By Phil Hudgins Contributing Columnist
June 23, 2014
Well, they’ve done it again.
They are public school officials, this time top dogs of the Brawley Union School District in Brawley, California. What they did was tell a young man — three times, no less — that he couldn’t mention God or Jesus in his high school graduation speech. They said that references to his religion were “inappropriate.”
“I didn’t want to compromise my faith,” 18-year-old Brooks Hamby said. He just wanted to say something that would be meaningful and would leave a lasting, positive impact.
His first draft of the speech was written in the form of a prayer. Lord have mercy.
Hamby was called to the front office, where a school counselor advised him that the speech was not acceptable. Later that day — this is the day before graduation, mind you — he submitted his second draft, which boldly referenced the school’s censorship of his first speech. “…If I could pray with you this evening,” his script read, “I would say something along these lines.”
The next morning, just hours before graduation, Hamby and his parents were summoned to the principal’s office. No paddling — just a warning that if this young speaker tried to sneak in some religious content, the microphone would be cut off.

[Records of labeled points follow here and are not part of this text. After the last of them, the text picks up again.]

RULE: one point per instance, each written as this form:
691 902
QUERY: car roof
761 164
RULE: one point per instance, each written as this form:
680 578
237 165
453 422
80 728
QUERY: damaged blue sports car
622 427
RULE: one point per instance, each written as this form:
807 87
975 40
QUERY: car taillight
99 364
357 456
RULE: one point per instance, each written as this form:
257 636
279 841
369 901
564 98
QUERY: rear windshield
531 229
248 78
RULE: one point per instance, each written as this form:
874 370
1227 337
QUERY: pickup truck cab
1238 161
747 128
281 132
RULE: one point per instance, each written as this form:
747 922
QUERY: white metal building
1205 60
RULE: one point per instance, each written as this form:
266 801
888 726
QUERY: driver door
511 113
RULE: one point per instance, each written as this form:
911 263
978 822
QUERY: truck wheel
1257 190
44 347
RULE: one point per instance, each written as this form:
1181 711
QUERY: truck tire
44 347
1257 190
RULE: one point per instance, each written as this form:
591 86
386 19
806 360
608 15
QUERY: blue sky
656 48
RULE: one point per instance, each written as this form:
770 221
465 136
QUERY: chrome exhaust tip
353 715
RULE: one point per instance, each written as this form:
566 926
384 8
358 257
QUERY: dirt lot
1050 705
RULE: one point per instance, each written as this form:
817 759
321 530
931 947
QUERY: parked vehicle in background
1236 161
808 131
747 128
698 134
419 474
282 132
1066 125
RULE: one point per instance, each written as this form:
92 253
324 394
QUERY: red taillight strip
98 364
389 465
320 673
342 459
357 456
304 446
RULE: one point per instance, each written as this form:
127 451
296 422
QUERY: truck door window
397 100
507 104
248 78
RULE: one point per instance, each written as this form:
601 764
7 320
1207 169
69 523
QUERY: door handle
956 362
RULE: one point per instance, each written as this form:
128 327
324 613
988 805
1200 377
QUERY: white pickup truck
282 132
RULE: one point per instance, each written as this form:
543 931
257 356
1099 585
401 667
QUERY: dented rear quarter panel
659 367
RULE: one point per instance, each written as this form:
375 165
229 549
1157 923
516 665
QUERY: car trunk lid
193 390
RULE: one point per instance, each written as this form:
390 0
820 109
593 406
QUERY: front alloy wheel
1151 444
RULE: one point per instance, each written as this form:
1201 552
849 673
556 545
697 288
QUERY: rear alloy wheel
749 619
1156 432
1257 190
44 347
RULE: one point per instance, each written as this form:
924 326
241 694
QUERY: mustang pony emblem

After that meeting, Hamby talked to his pastor and then presented a third version of his speech — this time to the superintendent. This speech, of course, was rejected. In fact, it was returned with every religious reference blacked out. Now they’re getting really serious.

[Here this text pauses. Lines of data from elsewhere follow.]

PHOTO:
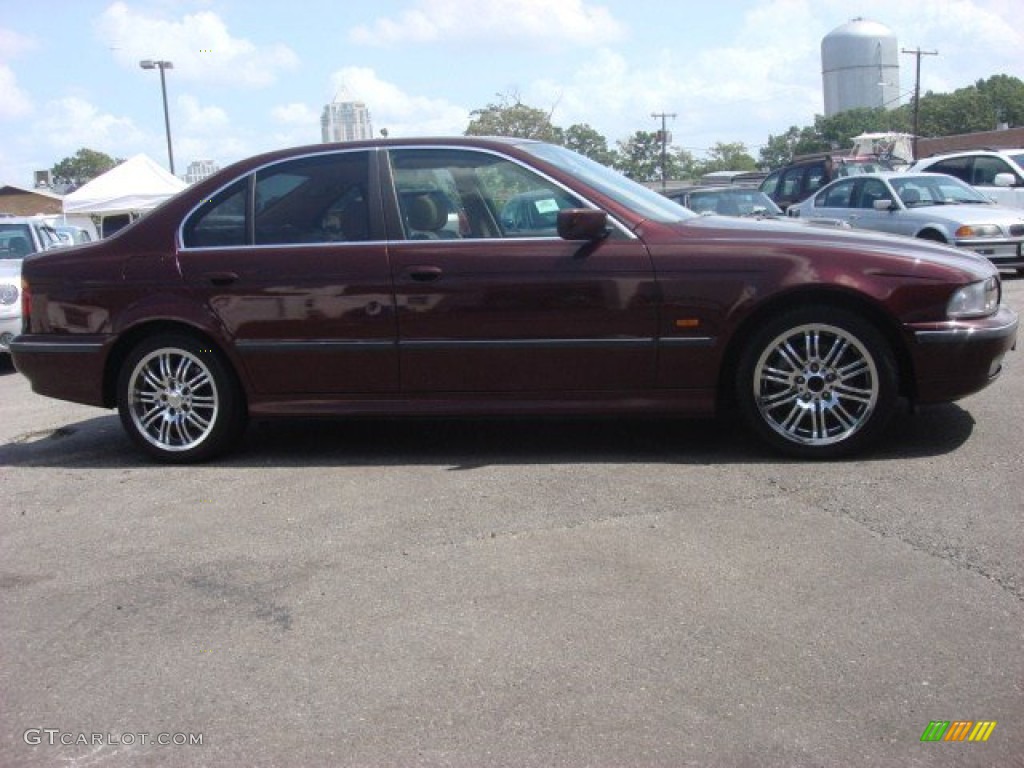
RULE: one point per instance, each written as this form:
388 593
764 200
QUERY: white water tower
860 67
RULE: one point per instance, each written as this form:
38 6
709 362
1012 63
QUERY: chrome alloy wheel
816 384
173 399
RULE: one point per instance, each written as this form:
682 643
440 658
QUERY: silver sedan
932 206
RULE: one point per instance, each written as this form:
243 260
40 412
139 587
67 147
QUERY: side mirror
583 223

Brooks Hamby wasn’t trying to be a rabble-rouser, he said. He didn’t want to be a rebel. But he didn’t want to compromise his values, either.
At 5:09 p.m., he emailed his fourth speech to the superintendent, the principal and the counselor. And when his time came to speak that night, he had not heard back from any of them. He stood before the microphone and spoke of his faith. And the microphone worked perfectly.
At the end, he said: “May the God of the Bible bless each and every one of you every day in the rest of your lives.”
Obviously many public school officials are paranoid that the court will smite them if some student mentions God in a paper or a speech, violating the separation of church and state. So they overreact. They start editing speeches, like Brooks Hamby’s. They try to prohibit religious clubs meeting on school grounds. They tell a second-grader she can’t sing “Awesome God” in an after-school talent show. They write policies that go too far.
What they ignore or fail to realize, however, is that under the First Amendment’s Free Exercise Clause, a student can express his or her religious beliefs in a speech or in a paper or in a song.
Folks, the U.S. Supreme Court is not the enemy. We are the enemy.
Brooks Hamby finally had his say. But he went through a hellish mess before getting to say it.
And it shouldn’t have been that way.
Phil Hudgins is senior editor for Community Newspapers Inc.